Bu anda, Paul'ün gözleri aklına gelen düşünceyle şaşkınlıkla açıldı. Hemen bir miktar manayı salarak Sushie'nin vücudunu inceledi ve birden yüzünde şaşkın ancak mutlu bir gülümseme belirdi.
"Düşük Seviye Büyücü!"
"Hehe..."
Sushie hafifçe sırıttı. Paul onun yazdığı mektubu düşündüğünde, gerçekten de şaşırmıştı. Bu gerçekten de büyük bir sürprizdi.
Sushie'nin o sırada 12 yaşında olduğu düşünülürse normalde yeteneği Paul'den daha yüksekti. Elbette, Habistanrı çekirdeğine ve anka soyuna sahip Paul'le onu karşılaştırmak biraz garip geliyordu.
Bu sırada, Sushie bir kez daha konuşmaya başladı.
"Aslında ilk başta yalnızca rünik dillere merak sarmıştım. Bir süre sonra mana kontrolü için kendimi eğitmeye başladım. Telan'a vardığımızda çoktan bir sihirbazdım. Üç ayda yalnızca Düşük Seviye Büyücü olmuş olsam da çoktan iki rünik dil ezberledim! Ayrıca şu anda basit tılsımları yazabiliyorum ve bazı eşyaları bile geliştirebiliyorum!"
Paul gerçekten şaşırmıştı. Bunlar, normal kişilerin yapamayacağı şeylerdi. Sushie gerçekten de yetenekli biriydi.

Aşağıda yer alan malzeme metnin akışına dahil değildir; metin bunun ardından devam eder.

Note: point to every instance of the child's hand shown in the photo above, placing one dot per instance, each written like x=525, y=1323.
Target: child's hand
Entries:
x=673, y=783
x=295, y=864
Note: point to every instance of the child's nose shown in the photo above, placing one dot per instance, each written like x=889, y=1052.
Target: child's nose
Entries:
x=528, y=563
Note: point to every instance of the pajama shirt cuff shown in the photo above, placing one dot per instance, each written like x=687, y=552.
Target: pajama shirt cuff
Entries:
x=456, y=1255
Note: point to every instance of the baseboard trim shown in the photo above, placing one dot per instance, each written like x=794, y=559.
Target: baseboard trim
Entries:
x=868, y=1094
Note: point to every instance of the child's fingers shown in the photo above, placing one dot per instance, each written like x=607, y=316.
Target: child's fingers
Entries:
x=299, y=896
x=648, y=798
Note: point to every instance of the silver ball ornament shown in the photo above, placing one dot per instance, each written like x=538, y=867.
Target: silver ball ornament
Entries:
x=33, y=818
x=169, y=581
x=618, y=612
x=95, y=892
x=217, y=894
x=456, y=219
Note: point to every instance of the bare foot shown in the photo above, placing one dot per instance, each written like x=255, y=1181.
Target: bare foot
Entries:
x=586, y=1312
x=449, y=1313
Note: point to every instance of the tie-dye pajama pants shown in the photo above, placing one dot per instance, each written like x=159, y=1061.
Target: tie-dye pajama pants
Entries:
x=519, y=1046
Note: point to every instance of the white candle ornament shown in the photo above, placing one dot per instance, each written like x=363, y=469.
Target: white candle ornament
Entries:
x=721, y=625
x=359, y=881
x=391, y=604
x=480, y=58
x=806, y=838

"Elbette, rünik diller kolayca bulunabilecek şeyler değiller. Bu yüzden yaklaşık bir ay önce Göksel Rüzgar Akademisi'nin mühür sanatı bölümüne katıldım. Orada birçok kaynağa ve dile erişimimiz var. Hem orada çoktan bir ustam var. O yaşlı adam mana kontrolünde o kadar iyi olmasa da birçok dil biliyor. Ayaklı bir kütüphane gibi!"
Sushie hafifçe kıkırdarken Paul de gülümsedi. Daha sonra ise bakışlarını yavaşça karşılarında oturan yeşil gözlü kıza çevirdi.
Yeşil gözlü kız Paul'ün ona baktığını görünce ayağa kalktı ve hafifçe reverans yaparken konuştu.
"Kendimi daha önce tanıtmadığım için özür dilerim. Ben Shiwuan Telan, Sushie'nin okuldan arkadaşıyım. Valheia'nın Kara Büyücüsüyle tanışmak benim için bir onurdur."
Etrafında asil bir hava olmasına rağmen içinden heyecanlı olan küçük kızın kalbi hızla atıyordu. Nasıl atmasın ki? Başkaları yalnızca duymuş olsa da, o karşısındaki genç adamın ne kadar güçlü olduğunu ve ne kadar acımasızca dövüştüğünü görmüştü.
Aslında, ufak çaplı illüzyon-video diskleri bazı önemli anları kaydetmek için bazı yerlerde bulunurdu. Paul'ün dövüşünün kayıtlı olduğu bir disk eline geçtiği anda Shiwuan izlemişti ve hayran olmuştu. O genç adamın aradaki yaş ve gelişim farkına rağmen gösterdiği güç ve acımasızlık normal bir gençte bulunabilecek bir şey değildi ve insanda huşu uyandırıyordu.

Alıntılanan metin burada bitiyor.